Richiusi la porta alle mie spalle e rimasi immobile e silente appoggiandomi al legno freddo e massiccio.
L'elfa stava cantando e muoveva le mani lentamente portandole sopra al numero considerevole di coperte che coprivano il corpo di Giacomo.
Inizialmente non riuscii a comprendere quali fossero le parole che soavi uscivano dalla bocca della giovane elfa, poi, ricorrendo ad un piccolo incantesimo, appresi si trattava di un dialetto elfico piuttosto arcaico.
L'elfa stava chiedendo alla divina Ehra di darle la potenza e la forza per curare il malessere che attanagliava il giovane principe. Quando la sua voce le si spense in gola, dalle sue mani sgorgò una luce arancione che si propagò verso il letto.
La fata si alzò, prese un'ampolla che in precedenza aveva posato su un tavolino basso e versò il contenuto in una tazza, disse alcune parole che non compresi e poi si avvicinò al letto.
"Bevi" disse tornando a parlare la lingua comunemente usata in quella regione e aiutò Giacomo che era immerso nella luce arancione, a bere l'infuso.
Fu allora che venni spinto verso il centro della stanza, qualcuno, piuttosto forte, volendo entrare nella stanza aveva spinto la porta sulla quale ero mollemente appoggiato. Quasi persi l'equilibrio e nel tentativo di riprendermi l'armatura che indossavo tintinnò violentemente.
L'elfa mi guardò e sospirò, poi sorrise e tornò a guardare il malato.
Alle mie spalle un uomo alto quasi il doppio di me, senza neppure degnarmi di uno sguardo, mi superò e raggiunse il letto "come sta?" chiese un po' sbrigativo.
"Starà bene, mio signore" disse l'elfa alzando il capo e guardando il nuovo arrivato "starà bene" ripeté scandendo le parole forse per rassicurare il gigante che si era avvicinato.

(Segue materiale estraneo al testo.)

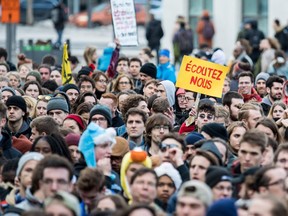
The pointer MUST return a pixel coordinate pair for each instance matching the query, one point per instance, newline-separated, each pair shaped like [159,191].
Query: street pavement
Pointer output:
[98,37]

L'uomo accarezzò delicatamente la fronte del fanciullo che sdraiato non disse nulla, poi ritirò la mano velocemente come se si fosse scottato.
"Vi lascio" disse in un sussurro e camminando veloce mi si affiancò "Khellendrox, meglio tardi che mai" disse ridacchiando e uscendo dalla stanza.
Mi rimproverai di aver fatto tardi ma in cuor mio seppi immediatamente che il giovane era in buone mani.
Restai in silenzio e tornai a guardare le cure che l'elfa stava nuovamente prestando a Giacomo, si era nuovamente inginocchiata e nuovamente stava pregando.
La luce arancione intorno alla sagoma del malato divenne rossastra, poi viola e in fine assunse una sfumatura lilla. Il tutto durò solo pochi istanti, quindi la stanza piombò nella totale oscurità.
Giacomo tossì e si mise a sedere l'elfa gli porse le mani e i due restarono immobili in quella posizione non saprei dire per quanto.
A spezzare quel momento quasi infinito arrivò Ahirora con un candelabro piuttosto elaborato, mi salutò senza emettere un suono, limitandosi ad abbassare il capo e sorridendo, poi si affiancò all'elfa.
"Alhe, grazie di cuore"
"Non è stato nulla, Ehra ha ascoltato le mie preghiere" si limitò a dire l'elfa alzandosi e venendomi incontro "mastro nano" salutò abbozzando un sorriso sornione.
Non dissi nulla, lasciai la stanza uscendo alle sue spalle e richiudendo la porta.
Non fraintendetemi, solitamente non amo parlar bene degli elfi, ma in questo caso devo ricredermi, incontrai nuovamente Alhe, quando per caso mi trovai ad attraversare il bosco di Rahalg, in quell'occasione, accostandomi alle acque placide del fiume che scorre al suo interno, la scorsi intenta a canticchiare una canzone delle ninfe, non la interruppi fino a quando la sua voce argentina emise l'ultima nota, poi mi salutò cordialmente e mi fece entrare nella sua casetta, lì, si dimostrò molto ospitale, mi offrì una bevanda dolciastra e riuscimmo a chiacchierare a lungo. Mi raccontò della sua formazione e dei poteri che le venivano dalla dea Ehra, poi mi chiese della mia formazione clericale e cosa mi portasse ad attrversare quel bosco dove lei e le sue sorelle abitavano quasi in completa solitudine.